# any1 going to LMDC this yr (2007)?



## soursugar (Dec 31, 2006)

hey ppl!!! just wanted to know if any1 was gonna go to LMDC or was thinking abt going? im probably gonna end up going there so thought it would be nice to get to noe sum ppl b4 hand #grin


----------



## Med student 786 (Aug 13, 2006)

well iono if ill go there...but i sure would wanna go there...just dont know how to apply ...do u??


----------



## soursugar (Dec 31, 2006)

the process is really straighforward for foreigners (ie us) all u hafto do is submit ur ibcc equivlanecy certificate n it has to be above 60%... also submit a copy of ur official high skool transcript n talk to the guy, pay the fees n ur done... if ur really interest then i suggest u do it rite away, they only have like 5 seats left outta 15... they have a lot of foreign kids coming this year


----------



## Med student 786 (Aug 13, 2006)

oo that sounds kool sourssugar... but how about the application? i dont see that online...and for the ibcc certificate..i dint receive that yet..but dunt know when ill receive it either..but i do know i qualify to apply to med school watever that means by the ibcc people..do u have any ideas as to what i should do?? ...and do u know how many seats they have for dental school ...foreign students that is...aight thanks for the help!


----------



## husain87 (Aug 17, 2007)

Hello soursuger!

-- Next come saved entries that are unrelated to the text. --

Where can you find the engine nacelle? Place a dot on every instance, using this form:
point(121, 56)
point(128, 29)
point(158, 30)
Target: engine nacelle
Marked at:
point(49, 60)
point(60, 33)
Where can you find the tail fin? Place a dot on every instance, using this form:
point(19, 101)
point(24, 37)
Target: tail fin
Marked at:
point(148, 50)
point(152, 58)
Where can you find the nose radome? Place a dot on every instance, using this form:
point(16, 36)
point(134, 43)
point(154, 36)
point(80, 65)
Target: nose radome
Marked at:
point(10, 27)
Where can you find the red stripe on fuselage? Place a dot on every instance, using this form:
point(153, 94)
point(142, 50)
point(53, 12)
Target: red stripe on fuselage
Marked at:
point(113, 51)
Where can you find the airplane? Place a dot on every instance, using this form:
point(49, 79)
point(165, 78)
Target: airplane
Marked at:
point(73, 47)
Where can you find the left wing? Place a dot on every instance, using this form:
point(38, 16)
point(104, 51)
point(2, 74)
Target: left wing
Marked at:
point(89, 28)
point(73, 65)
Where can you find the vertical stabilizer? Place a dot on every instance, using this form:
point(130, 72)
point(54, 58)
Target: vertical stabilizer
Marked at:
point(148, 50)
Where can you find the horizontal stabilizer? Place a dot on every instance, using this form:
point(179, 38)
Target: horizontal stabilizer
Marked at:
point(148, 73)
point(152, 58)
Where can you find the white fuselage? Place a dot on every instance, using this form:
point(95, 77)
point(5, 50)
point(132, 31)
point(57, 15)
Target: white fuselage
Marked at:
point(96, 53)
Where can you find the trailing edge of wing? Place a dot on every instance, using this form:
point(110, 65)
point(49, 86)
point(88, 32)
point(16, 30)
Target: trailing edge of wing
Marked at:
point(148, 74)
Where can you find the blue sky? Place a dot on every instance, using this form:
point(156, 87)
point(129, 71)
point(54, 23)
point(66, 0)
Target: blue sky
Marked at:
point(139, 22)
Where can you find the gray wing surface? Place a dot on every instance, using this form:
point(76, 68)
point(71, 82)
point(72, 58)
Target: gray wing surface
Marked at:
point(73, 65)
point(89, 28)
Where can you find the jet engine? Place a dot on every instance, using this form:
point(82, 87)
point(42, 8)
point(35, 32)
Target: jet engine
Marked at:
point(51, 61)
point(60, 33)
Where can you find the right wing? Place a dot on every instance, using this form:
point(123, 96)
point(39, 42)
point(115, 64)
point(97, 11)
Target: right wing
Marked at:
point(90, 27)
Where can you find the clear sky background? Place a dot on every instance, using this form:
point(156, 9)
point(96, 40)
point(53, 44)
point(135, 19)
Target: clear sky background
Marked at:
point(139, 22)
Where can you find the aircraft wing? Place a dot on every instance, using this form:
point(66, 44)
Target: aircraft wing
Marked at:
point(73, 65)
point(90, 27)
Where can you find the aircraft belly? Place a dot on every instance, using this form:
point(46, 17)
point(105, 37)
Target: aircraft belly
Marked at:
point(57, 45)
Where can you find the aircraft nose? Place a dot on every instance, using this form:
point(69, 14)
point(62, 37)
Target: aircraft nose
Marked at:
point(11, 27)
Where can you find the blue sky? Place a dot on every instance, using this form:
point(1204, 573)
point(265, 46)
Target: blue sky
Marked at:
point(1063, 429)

Are you sure this is all that is needed for a US citizen to apply in LMDC. What about the entrance test of LMDC? Isnt it mandatory?


----------



## soursugar (Dec 31, 2006)

theres no entrance tests for foreigners... as i said just get ur ibcc certificate n make sure its above 60% (660/1100) n just go to the college n talk to the admin there n they'll give u the form n everything... they have 15 foreign seats for mbbs of which 6 were empty (at the time of my admission) and they have 10 foreign seats for bds of which 9 were empty... if the ibcc is delaying ur certificate then try to get the provisional ASAP cuz a lot of local pakistanis are willing to pay for the foreign seat n get admissions (i noe it sounds impossible but its paki everything goes)... again if u really are interested try to get everything done ASAP cuz admissions are really tight this year n by this i mean there are thousands of students applying to every college n seats are limited n its basically first come first serve for foreigners cuz we dnt hafto take the entrance exam or anything


----------



## Med student 786 (Aug 13, 2006)

oo thz kool soursugar! but do u know anything about the school itself...i mean did u visit it?? where u from anyways?? where u coming from i mean?? if u dont mind tellin..what was ur ibcc score out of 1100??


----------



## Med student 786 (Aug 13, 2006)

do u know what the minimum requirement for Dental school is?? is it also 660/1100 or is it different?? can you plz chek it up for me...thanks


----------



## Leena (Sep 6, 2007)

what is annual fees for overseas pakistani students.


----------



## salmanyk123 (Sep 18, 2007)

duhude, does LMDC even kind of prepare you for the USMLE?
and does it have a pass percentage for it? if yes, someone let me know.


----------



## MastahRiz (Jan 26, 2006)

All Pakistani medical schools have the same course layout and also same methods of teaching, which are both very oriented towards USMLE prep.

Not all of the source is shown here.